Das Ziffernblatt auf dem Gang hat einen Durchmesser von fast drei Metern. Römische Ziffern, der Stunden- und Minutenzeiger bauchige Pfeile, die langsam die Zeit abschreiten. Blickt man eine Weile auf das Ziffernblatt, erschrickt man beim plötzlichen Rucken des Minutenzeigers, wenn dieser ein kleines Stück weiter schreitet. Sieht man nur flüchtig hin, scheint es einem, als blicke man auf zwei vollkommen stillstehende Zeiger. Eigentlich ist der Zutritt zum Uhrwerkraum nur einigen Hausarbeitern, die die Uhr warten, gestattet. Jeden Morgen wird die Uhr aufgezogen. Einer der Haustechniker steigt die Treppe zur kleinen Kammer hinauf, öffnet die Tür, geht zum Uhrwerk und zieht die Gewichte hoch, indem er an einer Kurbel dreht. Die Uhr darf nicht stehen bleiben. Sie ist der Herzschlag des Gebäudes und auf den Hauptfluren im siebten Stock ist der Rhythmus ihres beständigen Tickens deutlich zu hören. Geht man die Seitengänge entlang und entfernt sich von der Uhr, wird das Geräusch nur unmerklich leiser. Der glatte Marmorboden reflektiert den Schall, sodass es zuweilen klingt, als komme das Geräusch aus dem Inneren des Gebäudes.
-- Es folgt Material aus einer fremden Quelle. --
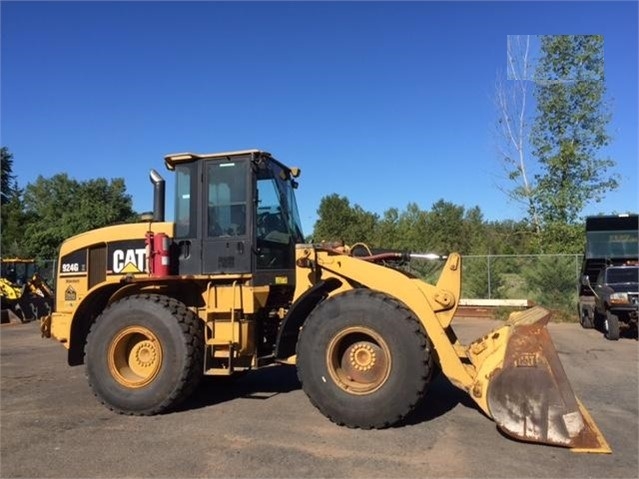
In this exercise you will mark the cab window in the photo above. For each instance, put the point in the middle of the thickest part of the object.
(226, 199)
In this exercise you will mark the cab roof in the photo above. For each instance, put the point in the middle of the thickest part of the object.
(175, 158)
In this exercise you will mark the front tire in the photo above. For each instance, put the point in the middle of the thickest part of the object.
(611, 326)
(144, 354)
(364, 360)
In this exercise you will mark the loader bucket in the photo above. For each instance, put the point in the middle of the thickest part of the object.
(530, 397)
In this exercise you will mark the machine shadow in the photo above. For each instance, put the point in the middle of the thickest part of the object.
(441, 397)
(261, 384)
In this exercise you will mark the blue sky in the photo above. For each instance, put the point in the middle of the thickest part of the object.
(385, 103)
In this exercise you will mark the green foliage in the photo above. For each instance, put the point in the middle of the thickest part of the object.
(60, 207)
(570, 128)
(36, 220)
(338, 220)
(547, 285)
(11, 213)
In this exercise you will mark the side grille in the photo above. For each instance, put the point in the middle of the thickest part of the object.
(97, 265)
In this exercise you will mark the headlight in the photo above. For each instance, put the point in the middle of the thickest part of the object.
(619, 298)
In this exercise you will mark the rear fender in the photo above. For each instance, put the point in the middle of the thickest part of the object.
(289, 330)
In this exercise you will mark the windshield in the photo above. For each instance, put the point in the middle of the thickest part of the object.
(622, 275)
(278, 222)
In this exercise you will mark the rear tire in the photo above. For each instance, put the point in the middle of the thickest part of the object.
(586, 318)
(144, 354)
(364, 360)
(611, 326)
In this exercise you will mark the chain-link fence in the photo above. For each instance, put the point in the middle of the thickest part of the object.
(548, 280)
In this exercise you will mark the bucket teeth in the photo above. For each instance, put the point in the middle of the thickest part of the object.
(530, 397)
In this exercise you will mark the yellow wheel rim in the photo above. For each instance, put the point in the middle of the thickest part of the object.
(135, 357)
(358, 360)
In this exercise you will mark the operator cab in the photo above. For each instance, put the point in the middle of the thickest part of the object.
(236, 213)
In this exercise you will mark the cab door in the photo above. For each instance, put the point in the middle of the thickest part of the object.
(226, 226)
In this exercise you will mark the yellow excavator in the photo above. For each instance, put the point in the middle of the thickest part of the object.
(24, 294)
(231, 285)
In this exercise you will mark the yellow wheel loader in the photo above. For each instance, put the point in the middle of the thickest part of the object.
(231, 285)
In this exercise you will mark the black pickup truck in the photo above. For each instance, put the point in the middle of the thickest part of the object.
(617, 299)
(611, 242)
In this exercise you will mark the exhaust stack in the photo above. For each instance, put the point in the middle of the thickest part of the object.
(158, 195)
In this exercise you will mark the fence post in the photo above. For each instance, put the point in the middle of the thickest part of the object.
(488, 264)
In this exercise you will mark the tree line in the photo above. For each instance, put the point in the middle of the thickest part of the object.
(563, 172)
(36, 219)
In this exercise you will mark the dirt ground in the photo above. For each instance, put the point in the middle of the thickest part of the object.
(264, 426)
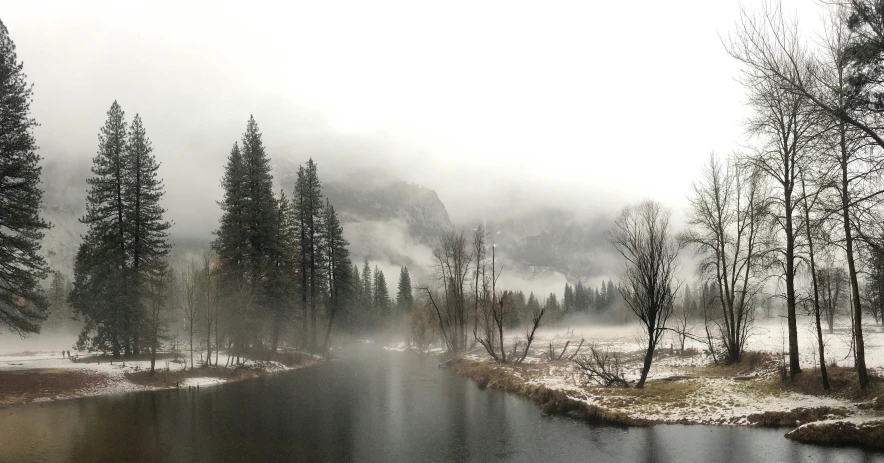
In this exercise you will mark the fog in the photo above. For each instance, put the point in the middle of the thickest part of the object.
(456, 97)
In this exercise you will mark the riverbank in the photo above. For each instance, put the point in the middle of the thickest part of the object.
(29, 376)
(687, 388)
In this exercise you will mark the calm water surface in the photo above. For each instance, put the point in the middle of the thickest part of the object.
(370, 406)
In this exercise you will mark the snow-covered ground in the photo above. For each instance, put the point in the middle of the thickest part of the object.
(708, 395)
(98, 376)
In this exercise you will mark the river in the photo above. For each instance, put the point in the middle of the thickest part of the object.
(370, 406)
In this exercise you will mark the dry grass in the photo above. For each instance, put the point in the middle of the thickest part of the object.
(870, 434)
(24, 386)
(656, 393)
(795, 417)
(173, 378)
(514, 378)
(843, 384)
(753, 363)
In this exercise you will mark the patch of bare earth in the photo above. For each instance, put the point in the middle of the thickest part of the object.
(867, 434)
(25, 386)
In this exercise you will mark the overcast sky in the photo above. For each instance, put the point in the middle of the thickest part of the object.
(598, 102)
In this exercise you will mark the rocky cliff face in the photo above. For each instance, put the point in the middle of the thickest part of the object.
(392, 221)
(552, 240)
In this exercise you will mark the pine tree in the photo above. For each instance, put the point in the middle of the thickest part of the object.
(338, 268)
(22, 305)
(259, 204)
(146, 229)
(381, 296)
(282, 273)
(404, 296)
(230, 239)
(309, 205)
(367, 288)
(610, 294)
(101, 271)
(245, 241)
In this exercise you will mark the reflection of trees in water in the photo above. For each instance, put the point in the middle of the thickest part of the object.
(120, 428)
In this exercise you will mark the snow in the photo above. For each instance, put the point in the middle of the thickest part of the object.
(710, 400)
(202, 382)
(109, 377)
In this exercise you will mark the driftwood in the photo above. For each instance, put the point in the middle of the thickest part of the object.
(602, 367)
(564, 349)
(576, 351)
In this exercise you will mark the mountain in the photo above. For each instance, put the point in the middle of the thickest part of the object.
(384, 220)
(546, 240)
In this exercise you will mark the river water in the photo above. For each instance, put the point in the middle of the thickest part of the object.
(371, 406)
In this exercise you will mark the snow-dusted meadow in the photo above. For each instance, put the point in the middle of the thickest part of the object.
(101, 375)
(688, 388)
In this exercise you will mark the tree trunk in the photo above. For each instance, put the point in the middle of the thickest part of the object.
(860, 350)
(649, 357)
(331, 320)
(794, 365)
(276, 323)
Einmal habe ich einen neuen Kollegen die seitlichen Treppenaufgänge bis in den siebten Stock hinaufgeführt und bin mit ihm über den langen Gang zur Uhr hin gelaufen. Er hat das Ziffernblatt, das flach an der Wand hängt, aus der Entfernung nicht gesehen, aber das lauter werdende Ticktack beunruhigte ihn. Er blickte nach rechts und links und sah nach oben zur Decke. Erst als wir an die große Haupttreppe gelangten, entdeckte er die Uhr.
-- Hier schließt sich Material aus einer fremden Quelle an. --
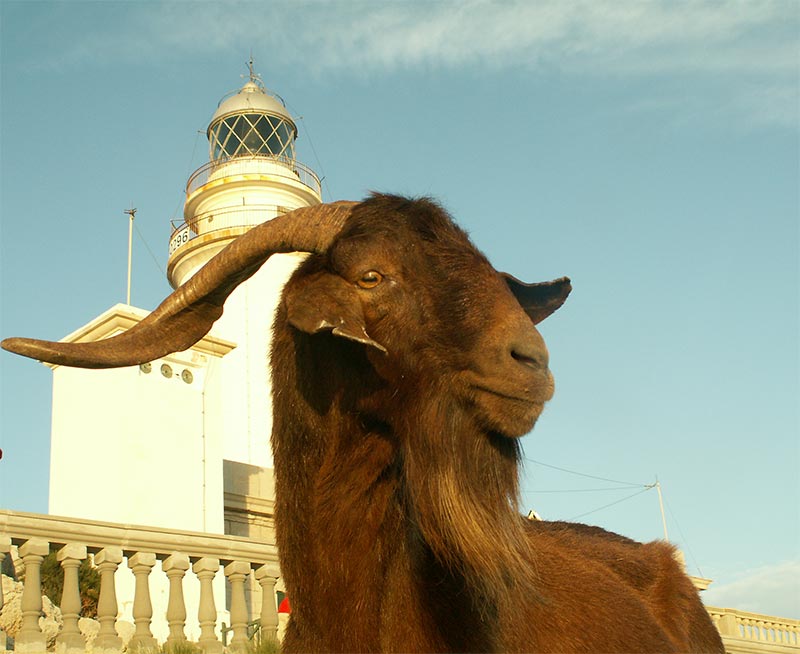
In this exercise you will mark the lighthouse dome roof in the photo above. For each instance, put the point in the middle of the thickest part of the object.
(252, 98)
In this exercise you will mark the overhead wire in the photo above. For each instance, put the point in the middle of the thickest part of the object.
(583, 474)
(605, 506)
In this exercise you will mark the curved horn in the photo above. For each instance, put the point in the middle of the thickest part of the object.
(187, 315)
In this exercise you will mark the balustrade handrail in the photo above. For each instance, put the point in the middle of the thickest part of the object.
(296, 171)
(58, 530)
(242, 561)
(756, 627)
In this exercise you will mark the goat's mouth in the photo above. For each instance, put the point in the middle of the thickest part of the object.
(511, 410)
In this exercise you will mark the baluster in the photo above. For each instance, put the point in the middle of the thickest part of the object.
(205, 569)
(5, 547)
(266, 576)
(141, 564)
(175, 567)
(70, 640)
(236, 573)
(31, 638)
(107, 561)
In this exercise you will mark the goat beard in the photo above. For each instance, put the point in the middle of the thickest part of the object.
(463, 487)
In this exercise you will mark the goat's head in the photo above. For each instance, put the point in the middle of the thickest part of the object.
(404, 280)
(450, 342)
(394, 274)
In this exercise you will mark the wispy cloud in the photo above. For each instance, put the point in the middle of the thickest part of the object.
(747, 50)
(773, 589)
Schweigend blieb er vor ihr stehen und blickte minutenlang zu ihr hoch. Mit ihrem Pulsieren im Rücken stiegen wir die Haupttreppe hinab. Im sechsten Stock wirkt es weiter entfernt, doch es ist noch deutlich zu hören. In den Seitengängen wird es zu einer bloßen Ahnung. Steigt man auf der Haupttreppe weiter hinab, bleibt es bis ins Foyer leise zu hören. Die Schallwellen fallen durch den leeren Raum neben der Haupttreppe hinab wie ein schmaler Wasserfall, der sich an den Verbindungstreppen bricht. Das Geräusch der Uhr gehört so selbstverständlich zu diesem Gebäude wie der eigene Atemrhythmus zum Körper.
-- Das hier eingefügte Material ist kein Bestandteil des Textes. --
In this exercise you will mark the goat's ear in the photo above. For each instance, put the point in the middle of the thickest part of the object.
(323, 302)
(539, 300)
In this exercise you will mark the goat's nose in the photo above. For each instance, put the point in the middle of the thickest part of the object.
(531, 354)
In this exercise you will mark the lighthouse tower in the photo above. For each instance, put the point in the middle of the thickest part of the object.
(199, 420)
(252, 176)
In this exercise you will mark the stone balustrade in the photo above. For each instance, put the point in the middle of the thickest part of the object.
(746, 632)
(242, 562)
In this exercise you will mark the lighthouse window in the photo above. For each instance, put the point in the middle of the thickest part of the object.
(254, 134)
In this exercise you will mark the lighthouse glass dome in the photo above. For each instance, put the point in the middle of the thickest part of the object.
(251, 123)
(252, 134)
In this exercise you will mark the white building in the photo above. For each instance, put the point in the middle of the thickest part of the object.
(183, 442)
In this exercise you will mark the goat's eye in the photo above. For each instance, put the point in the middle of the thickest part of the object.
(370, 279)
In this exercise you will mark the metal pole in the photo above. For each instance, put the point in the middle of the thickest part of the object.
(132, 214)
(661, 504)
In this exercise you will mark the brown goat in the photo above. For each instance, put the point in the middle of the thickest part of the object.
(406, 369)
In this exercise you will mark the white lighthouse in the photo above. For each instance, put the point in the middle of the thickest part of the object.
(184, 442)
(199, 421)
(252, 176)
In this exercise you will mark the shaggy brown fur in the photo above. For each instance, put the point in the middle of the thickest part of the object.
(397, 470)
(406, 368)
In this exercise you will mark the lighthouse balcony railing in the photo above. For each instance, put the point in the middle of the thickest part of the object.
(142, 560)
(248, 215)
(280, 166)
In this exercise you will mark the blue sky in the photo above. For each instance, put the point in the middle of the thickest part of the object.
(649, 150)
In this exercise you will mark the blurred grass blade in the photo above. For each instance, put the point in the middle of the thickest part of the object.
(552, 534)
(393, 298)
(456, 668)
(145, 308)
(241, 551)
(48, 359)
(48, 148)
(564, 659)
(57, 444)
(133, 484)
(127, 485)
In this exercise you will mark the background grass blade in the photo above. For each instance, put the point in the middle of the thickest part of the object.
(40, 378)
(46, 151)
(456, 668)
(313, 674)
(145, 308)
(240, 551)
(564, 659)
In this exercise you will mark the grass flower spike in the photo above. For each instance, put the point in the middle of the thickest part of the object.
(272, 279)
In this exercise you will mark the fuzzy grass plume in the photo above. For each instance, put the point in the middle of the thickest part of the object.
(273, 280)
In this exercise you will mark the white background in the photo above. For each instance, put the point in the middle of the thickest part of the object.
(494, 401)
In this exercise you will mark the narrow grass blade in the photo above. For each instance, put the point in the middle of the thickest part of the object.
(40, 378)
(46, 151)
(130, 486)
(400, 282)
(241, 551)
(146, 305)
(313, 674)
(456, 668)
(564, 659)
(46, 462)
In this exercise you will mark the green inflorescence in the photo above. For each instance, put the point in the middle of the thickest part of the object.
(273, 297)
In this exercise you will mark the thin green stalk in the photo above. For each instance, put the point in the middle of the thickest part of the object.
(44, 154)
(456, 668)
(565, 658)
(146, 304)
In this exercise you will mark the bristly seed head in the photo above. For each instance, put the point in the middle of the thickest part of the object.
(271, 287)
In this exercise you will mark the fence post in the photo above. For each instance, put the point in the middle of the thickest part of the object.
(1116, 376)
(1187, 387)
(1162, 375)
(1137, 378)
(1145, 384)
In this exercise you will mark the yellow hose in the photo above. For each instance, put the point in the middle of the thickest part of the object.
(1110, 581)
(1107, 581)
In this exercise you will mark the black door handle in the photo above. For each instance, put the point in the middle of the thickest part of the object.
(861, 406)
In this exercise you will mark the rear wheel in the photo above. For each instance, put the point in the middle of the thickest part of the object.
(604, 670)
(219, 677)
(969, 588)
Es ist kälter geworden. Ich ziehe die Jacke eng um die Schultern. Die Maus raschelt in der Ecke herum. Manchmal füttere ich sie mit einem Stück Käse oder Brot. Ich lege es in die Ecke und sie kommt hervor, wenn ich fort bin oder ganz still auf dem Schemel sitze. Heute sucht sie vergeblich. Oft verharrt sie reglos, wenn sie gefressen hat, dann hören wir beide auf das Geräusch der Uhr. Der Kopfschmerz ist stärker geworden, wie ein Ring legt er sich um die Schläfen.